In the deep of last night, I woke with a south wind rushing over the ridge behind our house. In my sleep, I’d been dreaming of howling wolves in the moonlight, and when I opened the balcony door to stave off the wolves from my household, a strange warmth blew in over the snow. In the moonlight, I saw only the bare sticks of blueberry bushes, the hydrangea with its papery blossoms, long since dead yet stubbornly hanging on. Persistent.

With the wind murmuring like the sea, I lay reading Anthony Doerr’s memoir about living in Rome with his wife and two infant sons.
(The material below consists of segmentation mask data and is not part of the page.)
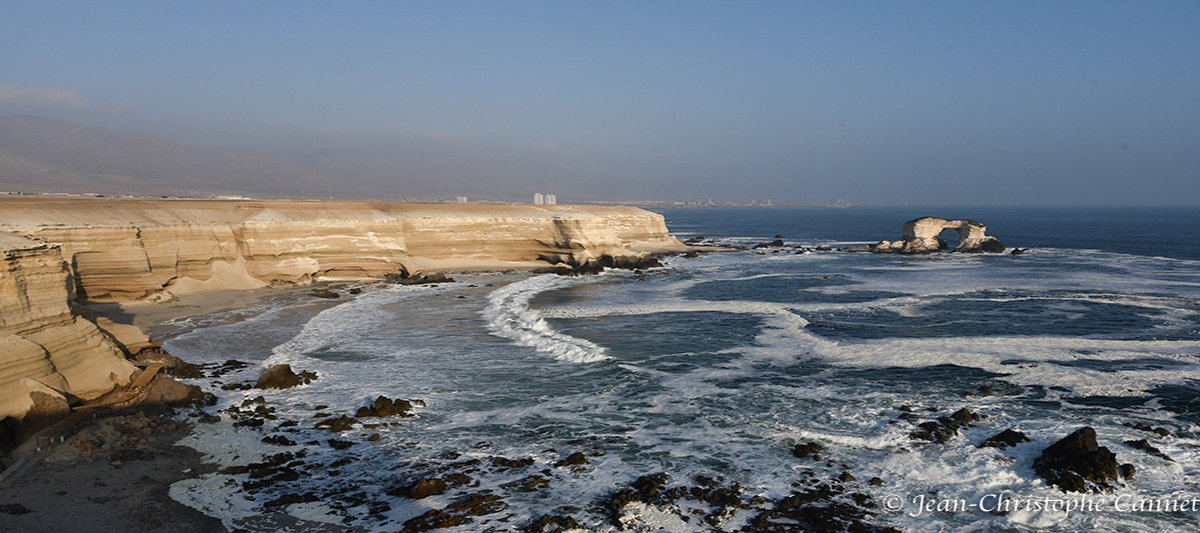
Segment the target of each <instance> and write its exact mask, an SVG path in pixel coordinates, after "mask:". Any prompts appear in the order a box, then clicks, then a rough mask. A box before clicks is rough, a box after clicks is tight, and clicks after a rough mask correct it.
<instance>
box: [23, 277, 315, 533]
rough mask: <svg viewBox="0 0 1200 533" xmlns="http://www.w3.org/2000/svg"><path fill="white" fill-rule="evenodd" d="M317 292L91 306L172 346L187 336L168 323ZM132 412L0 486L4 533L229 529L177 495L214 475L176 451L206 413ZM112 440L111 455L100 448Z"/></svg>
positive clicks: (102, 425)
mask: <svg viewBox="0 0 1200 533" xmlns="http://www.w3.org/2000/svg"><path fill="white" fill-rule="evenodd" d="M322 286H324V285H322ZM313 289H314V287H313V286H306V287H295V286H280V287H266V288H262V289H254V291H222V292H212V293H197V294H187V295H184V297H180V298H179V299H178V300H174V301H168V303H161V304H155V303H134V304H128V303H124V304H116V303H94V304H89V306H88V309H89V310H90V311H91V312H94V313H96V315H97V316H102V317H107V318H109V319H113V321H114V322H119V323H126V324H133V325H137V327H138V328H140V329H143V330H144V331H152V334H151V335H152V339H155V340H164V339H168V337H169V336H172V334H173V333H175V331H178V330H179V328H178V327H173V325H170V324H169V323H168V322H169V321H172V319H176V318H185V317H199V316H209V315H214V313H218V312H222V311H229V310H236V309H242V307H247V306H252V305H254V304H257V303H260V301H263V300H264V299H268V298H288V297H289V295H294V294H300V293H304V292H311V291H313ZM128 413H130V414H113V415H110V417H108V418H103V419H100V420H96V421H94V423H91V424H90V425H88V426H86V427H84V429H83V430H80V432H79V433H76V435H74V436H72V437H68V438H67V439H66V442H65V443H61V444H58V445H56V447H55V448H54V450H53V451H52V453H50V454H49V456H47V457H46V459H44V460H42V461H40V462H38V463H37V465H36V466H32V467H31V468H28V469H26V471H25V472H24V473H23V474H22V475H19V477H16V478H14V479H7V480H5V481H2V483H0V532H26V533H29V532H68V531H79V528H80V526H83V527H85V529H86V531H89V532H94V533H102V532H114V533H115V532H125V533H128V532H181V533H187V532H224V531H227V529H226V528H224V527H223V526H222V523H221V521H220V520H217V519H212V517H210V516H205V515H204V514H202V513H200V511H197V510H196V509H192V508H190V507H187V505H184V504H181V503H178V502H175V501H174V499H172V498H170V496H169V487H170V484H173V483H175V481H179V480H181V479H187V478H192V477H197V475H200V474H204V473H206V472H210V471H212V469H214V467H212V466H210V465H204V463H203V462H202V456H203V454H200V453H198V451H196V450H193V449H191V448H187V447H181V445H175V442H178V441H179V439H180V438H182V437H184V436H186V435H188V432H190V431H191V429H192V427H193V421H194V420H196V417H188V415H190V414H197V413H198V411H197V409H191V408H182V409H170V408H166V407H163V406H155V405H146V406H143V407H140V408H134V409H132V411H130V412H128ZM172 413H174V414H172ZM127 433H128V435H134V436H136V437H137V438H130V437H128V436H127ZM115 436H125V437H124V438H120V437H115ZM106 441H107V442H108V443H109V447H108V449H103V450H97V449H96V448H95V447H94V444H95V443H98V442H106ZM30 448H31V443H26V444H25V445H23V447H22V449H20V450H18V453H17V454H23V453H24V454H30V455H31V454H32V450H31V449H30ZM80 517H83V519H82V520H80Z"/></svg>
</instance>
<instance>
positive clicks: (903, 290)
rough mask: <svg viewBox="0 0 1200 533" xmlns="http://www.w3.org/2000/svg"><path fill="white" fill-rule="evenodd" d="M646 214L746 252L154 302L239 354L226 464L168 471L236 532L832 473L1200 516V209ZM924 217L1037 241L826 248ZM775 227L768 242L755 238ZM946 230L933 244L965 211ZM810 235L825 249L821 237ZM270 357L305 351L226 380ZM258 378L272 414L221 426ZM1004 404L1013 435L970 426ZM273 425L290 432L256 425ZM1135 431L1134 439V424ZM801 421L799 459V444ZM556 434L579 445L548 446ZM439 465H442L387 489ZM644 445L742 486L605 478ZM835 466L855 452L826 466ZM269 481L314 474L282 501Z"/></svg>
mask: <svg viewBox="0 0 1200 533" xmlns="http://www.w3.org/2000/svg"><path fill="white" fill-rule="evenodd" d="M660 212H661V214H662V215H664V216H665V217H666V223H667V227H668V228H670V230H671V233H672V235H674V236H678V238H680V239H691V238H701V236H702V238H703V239H702V244H704V245H712V246H742V247H745V250H739V251H725V252H710V253H701V254H698V257H694V258H688V257H682V256H672V257H665V258H662V263H664V266H662V268H655V269H648V270H646V271H636V273H635V271H626V270H610V271H606V273H604V274H600V275H594V276H578V277H564V276H556V275H532V274H522V273H494V274H470V275H454V277H455V279H456V281H455V282H451V283H439V285H436V286H392V285H383V283H364V285H356V286H349V285H343V286H337V287H335V289H337V291H338V292H340V293H341V295H342V297H341V298H338V299H336V300H332V299H325V298H317V297H311V295H307V294H306V293H305V292H302V291H301V292H296V293H293V294H292V295H289V297H286V298H276V299H270V300H265V301H263V303H262V304H259V305H257V306H254V307H250V309H244V310H236V311H227V312H223V313H218V315H215V316H204V317H187V318H180V319H176V321H172V322H170V323H169V324H163V328H169V330H170V331H173V333H172V335H174V336H173V337H172V339H169V340H168V341H167V342H166V348H167V349H168V351H169V352H170V353H172V354H174V355H178V357H180V358H182V359H185V360H188V361H192V363H197V364H204V365H206V366H205V369H206V370H208V371H210V372H211V371H214V370H215V369H222V367H223V369H233V367H232V366H229V367H224V366H222V365H224V363H226V361H228V360H238V361H244V363H247V364H250V366H247V367H245V369H241V370H233V371H230V372H228V373H223V375H221V376H215V377H209V378H205V379H197V381H193V382H191V383H194V384H199V385H202V387H204V388H205V389H206V390H209V391H211V393H214V394H215V395H216V396H217V397H218V403H217V405H216V406H212V407H209V408H208V413H210V414H214V413H221V414H222V420H221V421H220V423H215V424H197V425H196V427H197V430H196V431H194V432H193V435H192V436H191V437H188V438H186V439H185V441H184V442H181V444H186V445H190V447H193V448H196V449H198V450H200V451H203V453H205V454H208V461H210V462H212V463H214V465H215V467H214V469H216V472H211V473H206V474H203V475H199V477H197V478H193V479H187V480H182V481H179V483H176V484H175V485H174V486H173V487H172V491H170V493H172V497H173V498H175V499H176V501H179V502H181V503H184V504H187V505H191V507H193V508H196V509H199V510H200V511H203V513H205V514H209V515H211V516H216V517H220V519H221V520H223V521H224V523H226V526H227V527H228V528H230V531H276V529H278V531H342V529H353V531H380V532H382V531H389V532H391V531H402V529H404V528H406V523H408V525H409V526H408V527H413V526H412V523H413V522H412V520H413V519H414V517H419V516H421V515H425V514H427V513H431V511H433V510H438V511H443V513H449V514H450V515H454V514H455V513H456V511H458V510H462V509H463V508H464V505H463V504H461V503H462V502H468V501H470V498H475V499H474V502H475V503H479V502H481V501H482V499H481V498H482V497H488V496H494V498H491V502H490V503H491V504H486V505H481V507H476V508H475V511H474V514H469V515H467V516H466V517H463V519H462V522H461V525H458V526H454V527H451V528H449V529H445V531H451V532H492V531H494V532H500V531H556V529H553V528H552V527H551V528H546V529H536V528H534V526H533V525H534V522H535V521H536V520H538V519H539V517H542V516H546V515H551V516H563V517H571V519H572V520H574V521H575V525H578V526H582V527H583V528H584V529H587V531H637V532H658V531H668V532H708V531H720V532H732V531H742V528H744V527H748V525H750V523H751V522H752V520H754V516H755V515H756V514H760V513H761V511H762V510H763V509H770V508H772V505H774V504H776V503H778V502H780V501H781V499H782V498H786V497H788V496H790V495H794V493H797V492H803V491H804V490H805V489H806V487H810V486H814V485H815V484H816V485H823V484H833V485H836V486H846V487H848V489H846V491H845V492H842V493H840V495H834V496H832V498H833V499H832V502H833V503H838V502H840V503H841V504H842V505H850V507H859V508H862V510H863V513H864V514H863V515H862V516H860V520H862V521H863V522H864V523H866V525H868V526H870V527H872V528H878V529H883V528H888V527H892V528H896V529H900V531H905V532H1034V531H1097V532H1171V531H1181V532H1184V531H1198V529H1200V401H1198V400H1200V209H1195V208H1078V206H1073V208H1040V206H1039V208H1018V206H962V208H955V206H947V208H930V206H890V208H847V209H829V208H826V209H817V208H812V209H784V208H770V209H767V208H761V209H678V210H662V211H660ZM920 216H937V217H943V218H970V220H976V221H979V222H982V223H984V224H986V227H988V234H989V235H992V236H996V238H997V239H1000V240H1001V241H1002V242H1003V244H1004V245H1006V246H1008V248H1009V250H1012V248H1015V247H1019V248H1027V251H1026V252H1025V253H1021V254H1012V253H1008V252H1006V253H1000V254H967V253H932V254H922V256H899V254H875V253H864V252H850V251H839V250H838V248H852V247H859V246H864V245H868V244H874V242H877V241H880V240H896V239H899V238H900V236H901V227H902V224H904V222H905V221H908V220H912V218H917V217H920ZM776 235H781V239H782V240H784V242H785V245H786V246H785V247H764V248H755V246H756V245H758V244H761V242H769V241H773V240H774V239H775V238H776ZM942 236H943V238H944V239H946V240H948V241H949V245H950V247H953V245H954V241H955V240H956V238H958V235H956V234H955V233H954V232H953V230H947V232H946V233H944V234H943V235H942ZM821 244H827V245H829V246H830V247H832V248H833V250H832V251H814V250H812V248H815V247H816V246H818V245H821ZM352 287H358V288H360V291H361V292H360V293H359V294H356V295H352V294H349V293H348V292H347V289H348V288H352ZM277 364H289V365H292V367H293V369H294V370H295V371H298V372H299V371H301V370H307V371H312V372H316V373H317V375H318V376H319V378H318V379H317V381H314V382H312V383H311V384H307V385H301V387H298V388H294V389H286V390H270V391H264V390H222V388H221V387H222V385H228V384H232V383H245V382H253V381H254V379H256V378H257V377H258V375H259V373H262V371H263V369H265V367H266V366H269V365H277ZM380 395H383V396H388V397H389V399H409V400H420V402H416V403H415V407H414V411H413V414H414V415H413V417H407V418H401V417H391V418H386V419H360V420H359V424H358V425H355V426H354V427H353V429H350V430H348V431H342V432H337V433H331V432H330V431H328V430H318V429H316V427H314V425H316V423H318V421H319V420H320V419H322V418H324V417H329V418H332V417H338V415H342V414H347V415H350V417H353V415H354V412H355V411H356V409H358V408H359V407H362V406H368V405H371V402H372V401H373V400H374V399H376V397H378V396H380ZM257 396H263V401H264V402H265V407H269V408H270V409H274V411H272V412H271V415H272V417H275V418H274V419H268V420H265V424H263V425H262V426H248V425H240V426H239V425H235V424H236V421H238V420H245V419H246V418H244V417H239V415H238V413H245V412H247V411H248V409H251V408H253V407H254V406H256V405H251V407H247V408H245V409H242V407H241V406H242V405H244V402H246V401H247V400H253V399H254V397H257ZM964 408H966V409H967V411H970V412H971V413H974V414H979V415H980V419H979V420H978V421H974V423H972V424H971V425H970V426H961V427H959V429H958V431H956V432H955V433H954V435H953V436H952V437H950V438H948V439H947V441H946V442H942V443H936V442H929V441H923V439H919V438H914V437H913V433H914V432H918V424H920V423H923V421H930V420H936V419H937V417H946V415H949V414H950V413H954V412H956V411H959V409H964ZM193 415H194V413H193ZM1081 427H1092V429H1094V431H1096V435H1097V439H1098V443H1099V445H1102V447H1106V448H1108V449H1110V450H1111V451H1114V453H1115V454H1116V456H1117V461H1118V462H1121V463H1129V465H1133V466H1134V467H1135V472H1136V473H1135V474H1134V477H1133V478H1132V479H1128V480H1121V481H1114V483H1112V485H1114V486H1112V487H1111V491H1100V492H1097V493H1086V495H1081V493H1064V492H1062V491H1061V490H1058V489H1057V487H1055V486H1051V485H1048V484H1046V481H1045V480H1043V479H1042V478H1040V477H1038V475H1037V474H1036V473H1034V469H1033V461H1034V460H1036V459H1037V457H1038V456H1039V455H1040V454H1042V450H1044V449H1045V448H1046V447H1049V445H1050V444H1052V443H1055V442H1056V441H1058V439H1061V438H1063V437H1066V436H1067V435H1069V433H1072V432H1074V431H1076V430H1079V429H1081ZM1150 429H1162V430H1165V431H1160V432H1152V431H1147V430H1150ZM1004 430H1014V431H1019V432H1021V433H1024V435H1025V436H1026V437H1027V438H1028V442H1024V443H1019V444H1016V445H1014V447H1010V448H1007V449H1001V448H991V447H980V445H982V444H983V443H984V442H985V441H986V439H988V438H990V437H992V436H995V435H997V433H1000V432H1002V431H1004ZM1160 433H1169V436H1164V435H1160ZM272 435H282V436H286V437H288V438H289V439H290V441H294V442H295V443H296V444H295V445H271V444H266V443H263V438H265V437H268V436H272ZM371 438H374V439H373V441H372V439H371ZM1141 439H1146V441H1147V443H1148V444H1150V445H1152V448H1153V449H1152V450H1151V449H1146V448H1145V447H1141V448H1135V447H1133V445H1129V444H1127V442H1136V441H1141ZM335 442H341V443H350V444H342V445H341V447H337V445H335V444H334V443H335ZM808 443H816V444H818V445H820V447H821V450H820V453H818V454H816V455H817V456H818V459H816V460H815V459H814V457H812V456H805V457H798V456H797V454H794V448H796V447H797V445H798V444H808ZM340 448H344V449H340ZM282 453H288V454H293V455H292V456H288V457H287V459H288V460H293V457H294V462H293V463H292V465H295V469H296V471H299V472H300V475H299V479H288V480H280V481H278V483H276V484H274V485H269V486H265V487H260V489H253V490H246V487H247V485H246V481H248V480H250V479H248V475H252V474H246V473H245V472H241V473H236V469H234V471H224V472H232V473H222V469H223V468H226V467H229V466H238V465H247V463H251V462H257V461H264V457H270V456H272V455H274V454H282ZM575 453H581V454H582V456H583V457H584V460H586V463H578V465H564V463H563V461H564V459H566V457H569V456H570V455H571V454H575ZM499 459H503V461H502V460H499ZM455 473H458V474H462V477H458V478H454V479H458V481H457V483H451V484H449V486H448V489H446V491H445V492H444V493H440V495H434V496H430V497H425V498H420V499H412V498H409V497H406V496H404V492H403V487H404V486H408V485H412V484H413V483H415V481H416V480H419V479H431V478H439V479H451V478H450V477H451V474H455ZM659 473H665V474H667V477H666V479H667V481H666V484H665V485H664V487H674V486H682V487H688V486H694V485H697V484H702V483H708V484H714V485H720V486H724V487H734V490H736V491H737V492H738V493H739V495H740V498H742V501H743V502H750V503H748V504H745V505H743V507H745V509H739V510H737V509H736V510H732V511H728V513H725V514H724V515H720V516H718V517H715V519H710V520H701V517H704V516H708V515H706V514H707V513H709V511H710V510H712V509H710V507H706V505H708V504H707V503H704V502H701V501H690V499H688V498H686V497H684V498H682V499H679V501H678V502H674V503H661V504H656V505H653V504H644V505H643V504H640V505H632V507H630V508H626V509H623V510H617V511H613V510H612V509H611V505H607V502H610V501H611V498H612V496H613V495H614V493H617V492H619V491H622V490H628V489H629V487H630V486H631V484H634V483H635V481H636V480H637V479H638V478H641V477H646V475H654V474H659ZM844 473H848V474H851V477H853V478H854V480H838V481H834V479H835V478H838V477H840V475H842V474H844ZM844 479H845V478H844ZM815 480H818V481H815ZM869 480H870V481H869ZM833 485H830V486H833ZM397 489H400V492H397ZM388 492H394V493H397V495H398V496H395V495H389V493H388ZM287 493H294V495H308V497H307V498H301V499H304V501H300V502H299V503H290V504H287V501H281V499H280V498H281V496H283V495H287ZM852 495H856V496H858V497H857V498H856V497H852ZM755 497H757V499H752V498H755ZM280 502H283V503H280ZM773 502H775V503H773ZM1006 502H1007V503H1006ZM1001 503H1004V504H1006V505H1007V508H1002V505H1001ZM456 504H457V507H455V505H456ZM818 504H820V503H818ZM281 515H284V517H288V520H290V521H287V522H286V523H284V522H281V521H280V516H281ZM272 516H274V517H272ZM774 523H775V526H776V527H779V528H780V529H778V531H805V528H806V527H808V526H805V525H803V523H799V522H794V521H793V522H788V521H787V520H784V519H779V520H776V521H775V522H774ZM787 527H792V528H793V529H787ZM409 531H415V529H409Z"/></svg>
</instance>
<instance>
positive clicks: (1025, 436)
mask: <svg viewBox="0 0 1200 533" xmlns="http://www.w3.org/2000/svg"><path fill="white" fill-rule="evenodd" d="M1022 442H1030V437H1026V436H1025V433H1022V432H1020V431H1013V430H1004V431H1001V432H1000V433H996V435H992V436H991V437H988V439H986V441H984V442H983V444H979V448H1000V449H1002V450H1003V449H1006V448H1012V447H1015V445H1018V444H1020V443H1022Z"/></svg>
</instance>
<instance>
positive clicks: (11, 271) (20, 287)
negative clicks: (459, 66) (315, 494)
mask: <svg viewBox="0 0 1200 533" xmlns="http://www.w3.org/2000/svg"><path fill="white" fill-rule="evenodd" d="M684 248H685V246H684V245H683V244H682V242H679V241H678V240H676V239H674V238H672V236H670V235H668V234H667V229H666V226H665V224H664V221H662V217H661V216H659V215H655V214H652V212H648V211H643V210H641V209H636V208H619V206H580V205H556V206H535V205H500V204H466V205H464V204H409V203H389V202H325V200H320V202H313V200H262V202H257V200H198V199H107V198H60V197H0V253H2V263H0V419H2V418H4V417H16V418H22V417H25V415H26V414H28V412H29V409H30V408H34V407H36V406H35V400H37V399H42V396H47V395H49V396H53V395H55V394H58V393H55V391H60V393H65V394H67V395H73V396H77V397H80V399H84V400H88V399H92V397H96V396H100V395H102V394H103V393H107V391H109V390H112V389H113V388H114V387H115V385H119V384H127V383H128V381H130V376H131V375H132V373H133V372H134V370H136V369H134V367H133V366H132V365H130V364H128V363H127V361H126V360H125V357H124V355H125V353H122V351H121V348H120V347H121V346H124V347H126V348H127V349H128V351H130V352H136V351H137V348H139V347H143V346H148V343H149V341H148V340H146V339H145V337H144V335H140V334H139V333H138V331H136V329H134V328H132V327H128V325H121V324H113V323H110V322H107V323H106V322H104V321H101V324H100V325H101V327H102V328H103V331H102V330H101V329H98V328H97V324H96V323H94V322H91V321H89V319H85V318H83V317H79V316H77V315H76V313H73V312H72V307H71V301H72V300H74V299H76V297H78V298H83V299H89V300H143V299H150V300H156V299H160V300H161V299H169V298H170V297H172V295H173V294H182V293H191V292H203V291H214V289H247V288H257V287H263V286H266V285H269V283H271V282H277V281H282V282H293V283H306V282H311V281H314V280H358V279H372V277H383V276H384V275H386V274H396V273H419V271H421V270H433V269H439V270H494V269H511V268H536V266H546V265H548V264H554V263H566V264H572V265H574V264H583V263H586V262H587V260H588V259H593V258H600V257H602V256H614V257H626V258H628V257H636V256H637V254H640V253H647V252H650V251H670V250H684ZM40 395H41V396H40ZM43 400H44V399H43ZM62 402H64V396H62V395H59V401H58V403H62ZM42 403H47V402H44V401H43V402H42ZM52 403H53V402H52Z"/></svg>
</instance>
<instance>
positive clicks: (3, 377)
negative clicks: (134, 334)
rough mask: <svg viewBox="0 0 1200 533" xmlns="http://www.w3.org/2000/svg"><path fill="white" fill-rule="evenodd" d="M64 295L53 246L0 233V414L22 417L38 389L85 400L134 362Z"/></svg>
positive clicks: (131, 366)
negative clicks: (83, 314) (79, 397)
mask: <svg viewBox="0 0 1200 533" xmlns="http://www.w3.org/2000/svg"><path fill="white" fill-rule="evenodd" d="M71 297H72V295H71V281H70V271H68V270H67V268H66V264H65V263H64V260H62V256H61V252H60V250H59V247H58V246H52V245H47V244H44V242H36V241H31V240H29V239H24V238H22V236H18V235H12V234H6V233H0V419H4V418H5V417H13V418H18V419H19V418H25V417H26V415H28V414H29V413H30V409H32V408H34V407H35V403H37V402H38V399H41V397H42V396H47V395H49V396H58V397H60V399H62V397H64V396H62V394H60V393H66V394H70V395H73V396H77V397H80V399H84V400H89V399H92V397H96V396H100V395H102V394H104V393H107V391H109V390H112V389H113V387H114V385H118V384H126V383H128V381H130V376H131V375H132V373H133V372H134V370H136V369H134V367H133V365H131V364H128V363H127V361H126V360H125V357H124V354H122V353H121V351H120V349H119V348H118V347H116V346H115V345H114V343H113V342H112V341H110V340H109V337H108V336H106V335H104V334H103V333H101V330H100V329H97V328H96V324H94V323H92V322H89V321H86V319H84V318H82V317H78V316H76V315H74V313H73V312H72V310H71ZM64 401H65V400H64ZM42 403H44V401H43V402H42ZM35 414H36V413H35Z"/></svg>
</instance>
In that ancient city, he watched flocks of starlings rise and dive in enormous flocks, while he held a baby, the little one drinking milk. Afterward, the book closed, I lay thinking of the pigeons I’d studied not long ago, weaving in and out of a slate-shingled church steeple in Montpelier. I’d stood alone on the library steps, admiring the ribbons of flight, and then I simply closed my eyes and listened to the cooing.

Knowingly or not, we all stand there… reading the omens of the birds. The real question, the one that keeps me coming back to this railing, night after night, is Why do they bother to be so beautiful?

Starling, earthling. How little we understand, Nero had a starling that spoke Greek and Latin, Mozart kept a starling in a cage beside his piano.